British director Robert Innes Hopkins’s handsome new production effectively presents the different worlds of “Tosca’s” three acts. The brightly colored church of Act I, itself host to the dazzling costumes of the religious procession, masks that church’s role in suppressing societal dissent.
The elegance of Scarpia’s Farnese Palace apartments hides a torture chamber behind the opaque windows of an adjoining room.
The massive Act III sets are the open air courts above jail cells. In this space, the regime’s executions by hanging and firing squads take place. In a feature that reminds us of Jean-Pierre Ponnelle’s 1972 San Francisco Opera “Tosca” production, it is the backside of Vershaffelt’s statue of Archangel Michael that we see. (Lucey informs us that this allows the front side to be visible to the populace to terrify any would-be critics of the regime.)
[Below: Cavaradossi (Brian Jagde, below) awaits execution on the Castel Sant’Angelo landing below Vershaffelt’s statue of the Archangel Michael; edited image, based on a Cory Weaver photograph, courtesy of the San Francisco Opera.]
Although I personally was fond of the Jean-Pierre Ponnelle production that was eventually sold to the San Diego Opera, and have had the opportunity to see performances of all of the productions that have been presented at the War Memorial Opera House (Agnini, Ponnelle, Pizzi, Bosquet’s reimaging of Agnini, Hopkins), I’m satisfied that Hopkins is an effective production that will be a mainstay of future “Tosca” performances at this company.
Maestro Leo Hussein and the San Francisco Opera Orchestra and Chorus
The San Francisco Opera Orchestra is unparalleled in performing Puccini’s works.
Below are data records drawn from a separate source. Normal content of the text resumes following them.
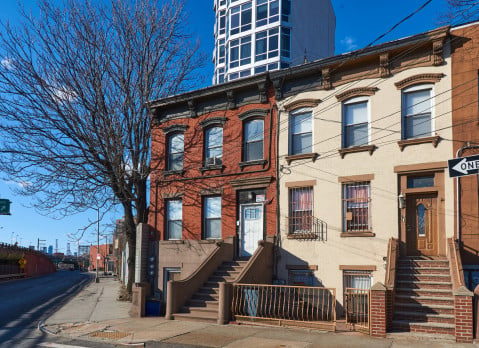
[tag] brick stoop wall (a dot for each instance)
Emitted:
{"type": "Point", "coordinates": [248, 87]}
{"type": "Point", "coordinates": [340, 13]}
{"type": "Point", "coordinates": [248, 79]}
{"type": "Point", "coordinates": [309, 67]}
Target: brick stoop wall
{"type": "Point", "coordinates": [378, 310]}
{"type": "Point", "coordinates": [463, 312]}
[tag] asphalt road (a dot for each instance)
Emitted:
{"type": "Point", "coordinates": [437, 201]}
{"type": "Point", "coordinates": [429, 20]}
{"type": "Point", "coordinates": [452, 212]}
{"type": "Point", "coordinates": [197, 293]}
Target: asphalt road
{"type": "Point", "coordinates": [26, 302]}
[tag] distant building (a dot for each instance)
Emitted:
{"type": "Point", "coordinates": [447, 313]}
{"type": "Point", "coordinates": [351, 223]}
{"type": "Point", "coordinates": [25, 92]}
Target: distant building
{"type": "Point", "coordinates": [253, 36]}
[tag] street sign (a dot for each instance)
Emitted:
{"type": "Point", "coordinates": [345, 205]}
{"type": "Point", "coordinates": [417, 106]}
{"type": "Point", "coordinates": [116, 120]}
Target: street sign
{"type": "Point", "coordinates": [4, 207]}
{"type": "Point", "coordinates": [463, 166]}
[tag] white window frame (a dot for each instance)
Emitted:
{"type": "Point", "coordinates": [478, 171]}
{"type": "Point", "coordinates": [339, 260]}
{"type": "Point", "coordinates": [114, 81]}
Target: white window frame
{"type": "Point", "coordinates": [268, 19]}
{"type": "Point", "coordinates": [270, 54]}
{"type": "Point", "coordinates": [356, 100]}
{"type": "Point", "coordinates": [240, 10]}
{"type": "Point", "coordinates": [292, 116]}
{"type": "Point", "coordinates": [241, 61]}
{"type": "Point", "coordinates": [417, 88]}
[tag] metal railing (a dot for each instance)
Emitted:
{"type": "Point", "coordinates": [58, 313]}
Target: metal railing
{"type": "Point", "coordinates": [357, 309]}
{"type": "Point", "coordinates": [285, 305]}
{"type": "Point", "coordinates": [307, 227]}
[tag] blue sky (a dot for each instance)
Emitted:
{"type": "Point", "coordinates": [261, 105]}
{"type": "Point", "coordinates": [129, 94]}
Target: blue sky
{"type": "Point", "coordinates": [358, 22]}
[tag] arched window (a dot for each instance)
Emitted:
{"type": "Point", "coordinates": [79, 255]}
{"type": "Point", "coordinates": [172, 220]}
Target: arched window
{"type": "Point", "coordinates": [176, 148]}
{"type": "Point", "coordinates": [213, 146]}
{"type": "Point", "coordinates": [253, 140]}
{"type": "Point", "coordinates": [417, 111]}
{"type": "Point", "coordinates": [356, 122]}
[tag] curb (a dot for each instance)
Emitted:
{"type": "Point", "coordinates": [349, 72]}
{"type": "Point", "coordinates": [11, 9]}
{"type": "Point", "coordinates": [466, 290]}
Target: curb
{"type": "Point", "coordinates": [42, 328]}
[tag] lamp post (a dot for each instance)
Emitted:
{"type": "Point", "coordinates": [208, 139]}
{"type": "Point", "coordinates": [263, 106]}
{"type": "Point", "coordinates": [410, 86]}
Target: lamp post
{"type": "Point", "coordinates": [97, 279]}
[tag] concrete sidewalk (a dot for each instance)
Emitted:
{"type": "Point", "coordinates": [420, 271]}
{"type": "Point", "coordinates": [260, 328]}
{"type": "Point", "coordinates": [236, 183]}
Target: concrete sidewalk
{"type": "Point", "coordinates": [95, 314]}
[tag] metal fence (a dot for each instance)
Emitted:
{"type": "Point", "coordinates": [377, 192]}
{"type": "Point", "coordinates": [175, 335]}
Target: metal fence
{"type": "Point", "coordinates": [285, 305]}
{"type": "Point", "coordinates": [357, 309]}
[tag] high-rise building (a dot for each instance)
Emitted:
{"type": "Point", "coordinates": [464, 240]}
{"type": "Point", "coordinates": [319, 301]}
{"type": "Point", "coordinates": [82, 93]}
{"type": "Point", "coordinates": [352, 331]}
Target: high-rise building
{"type": "Point", "coordinates": [253, 36]}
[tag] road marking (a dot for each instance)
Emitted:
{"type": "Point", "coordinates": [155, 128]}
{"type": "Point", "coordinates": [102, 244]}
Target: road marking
{"type": "Point", "coordinates": [56, 345]}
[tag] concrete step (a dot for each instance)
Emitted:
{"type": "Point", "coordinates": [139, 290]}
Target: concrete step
{"type": "Point", "coordinates": [204, 317]}
{"type": "Point", "coordinates": [429, 309]}
{"type": "Point", "coordinates": [440, 328]}
{"type": "Point", "coordinates": [422, 270]}
{"type": "Point", "coordinates": [416, 284]}
{"type": "Point", "coordinates": [425, 300]}
{"type": "Point", "coordinates": [424, 292]}
{"type": "Point", "coordinates": [421, 317]}
{"type": "Point", "coordinates": [424, 277]}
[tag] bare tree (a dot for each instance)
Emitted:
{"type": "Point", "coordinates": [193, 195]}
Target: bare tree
{"type": "Point", "coordinates": [459, 11]}
{"type": "Point", "coordinates": [74, 83]}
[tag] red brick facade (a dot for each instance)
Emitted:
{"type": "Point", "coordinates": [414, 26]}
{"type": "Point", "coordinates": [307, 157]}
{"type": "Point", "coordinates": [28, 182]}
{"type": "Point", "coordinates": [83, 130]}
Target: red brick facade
{"type": "Point", "coordinates": [465, 114]}
{"type": "Point", "coordinates": [195, 181]}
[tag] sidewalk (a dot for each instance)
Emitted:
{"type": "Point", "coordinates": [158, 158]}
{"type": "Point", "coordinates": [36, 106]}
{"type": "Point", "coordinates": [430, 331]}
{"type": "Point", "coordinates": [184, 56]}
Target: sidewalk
{"type": "Point", "coordinates": [94, 314]}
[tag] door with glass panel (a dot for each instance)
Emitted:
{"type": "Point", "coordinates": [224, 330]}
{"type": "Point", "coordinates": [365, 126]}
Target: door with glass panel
{"type": "Point", "coordinates": [251, 228]}
{"type": "Point", "coordinates": [421, 224]}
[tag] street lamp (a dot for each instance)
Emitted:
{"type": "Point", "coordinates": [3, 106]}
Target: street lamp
{"type": "Point", "coordinates": [97, 279]}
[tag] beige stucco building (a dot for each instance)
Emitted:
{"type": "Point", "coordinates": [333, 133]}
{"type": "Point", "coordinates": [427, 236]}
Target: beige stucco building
{"type": "Point", "coordinates": [377, 131]}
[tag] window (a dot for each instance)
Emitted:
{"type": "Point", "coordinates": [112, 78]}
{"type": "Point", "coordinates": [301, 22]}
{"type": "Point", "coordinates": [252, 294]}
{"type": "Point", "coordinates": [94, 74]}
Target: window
{"type": "Point", "coordinates": [266, 44]}
{"type": "Point", "coordinates": [300, 209]}
{"type": "Point", "coordinates": [169, 273]}
{"type": "Point", "coordinates": [285, 10]}
{"type": "Point", "coordinates": [240, 52]}
{"type": "Point", "coordinates": [221, 52]}
{"type": "Point", "coordinates": [253, 140]}
{"type": "Point", "coordinates": [176, 148]}
{"type": "Point", "coordinates": [417, 106]}
{"type": "Point", "coordinates": [240, 18]}
{"type": "Point", "coordinates": [174, 216]}
{"type": "Point", "coordinates": [355, 122]}
{"type": "Point", "coordinates": [356, 207]}
{"type": "Point", "coordinates": [301, 277]}
{"type": "Point", "coordinates": [300, 128]}
{"type": "Point", "coordinates": [212, 217]}
{"type": "Point", "coordinates": [267, 11]}
{"type": "Point", "coordinates": [285, 42]}
{"type": "Point", "coordinates": [222, 22]}
{"type": "Point", "coordinates": [213, 146]}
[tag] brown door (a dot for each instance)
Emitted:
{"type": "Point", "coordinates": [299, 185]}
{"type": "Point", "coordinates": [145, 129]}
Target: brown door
{"type": "Point", "coordinates": [421, 224]}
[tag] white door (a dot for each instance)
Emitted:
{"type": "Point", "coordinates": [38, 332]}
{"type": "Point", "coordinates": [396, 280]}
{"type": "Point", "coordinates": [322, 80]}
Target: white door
{"type": "Point", "coordinates": [251, 228]}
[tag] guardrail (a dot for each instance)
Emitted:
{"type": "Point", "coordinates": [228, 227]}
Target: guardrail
{"type": "Point", "coordinates": [285, 305]}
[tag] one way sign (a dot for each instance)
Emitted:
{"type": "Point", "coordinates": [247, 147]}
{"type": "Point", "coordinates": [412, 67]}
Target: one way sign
{"type": "Point", "coordinates": [463, 166]}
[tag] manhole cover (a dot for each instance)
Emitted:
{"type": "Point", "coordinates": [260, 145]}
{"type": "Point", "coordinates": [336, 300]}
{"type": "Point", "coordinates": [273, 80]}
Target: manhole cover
{"type": "Point", "coordinates": [111, 335]}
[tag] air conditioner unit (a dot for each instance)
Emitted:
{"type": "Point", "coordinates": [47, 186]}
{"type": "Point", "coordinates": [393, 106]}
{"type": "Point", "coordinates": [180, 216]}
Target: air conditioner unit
{"type": "Point", "coordinates": [213, 161]}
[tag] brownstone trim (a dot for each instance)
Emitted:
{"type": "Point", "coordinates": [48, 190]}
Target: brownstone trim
{"type": "Point", "coordinates": [357, 267]}
{"type": "Point", "coordinates": [172, 195]}
{"type": "Point", "coordinates": [301, 103]}
{"type": "Point", "coordinates": [356, 178]}
{"type": "Point", "coordinates": [410, 168]}
{"type": "Point", "coordinates": [364, 148]}
{"type": "Point", "coordinates": [247, 183]}
{"type": "Point", "coordinates": [312, 156]}
{"type": "Point", "coordinates": [261, 113]}
{"type": "Point", "coordinates": [304, 183]}
{"type": "Point", "coordinates": [417, 79]}
{"type": "Point", "coordinates": [357, 234]}
{"type": "Point", "coordinates": [208, 192]}
{"type": "Point", "coordinates": [176, 128]}
{"type": "Point", "coordinates": [308, 267]}
{"type": "Point", "coordinates": [433, 140]}
{"type": "Point", "coordinates": [356, 92]}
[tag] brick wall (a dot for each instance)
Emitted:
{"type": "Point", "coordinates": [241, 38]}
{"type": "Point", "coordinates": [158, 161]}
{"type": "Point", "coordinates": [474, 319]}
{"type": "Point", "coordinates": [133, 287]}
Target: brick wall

I have in the past referred to the War Memorial Opera House as the “House of Puccini”, because of its open orchestral pit and resonant acoustics that provide a friendly home for that composer’s melodiously melodramatic music. The Orchestra performed Puccini’s intensely melodic music brilliantly. English conductor Maestro Leo Hussain in his San Francisco Opera debut, presided over the performance.
The San Francisco Opera Chorus, under the leadership of Scottish Chorus Director Ian Robertson, performed with distinction, especially in the immense choral passages of the first act’s Mass.
I enthusiastically recommend the new production and the cast of “Tosca” both for the veteran opera-goer and the person new to opera.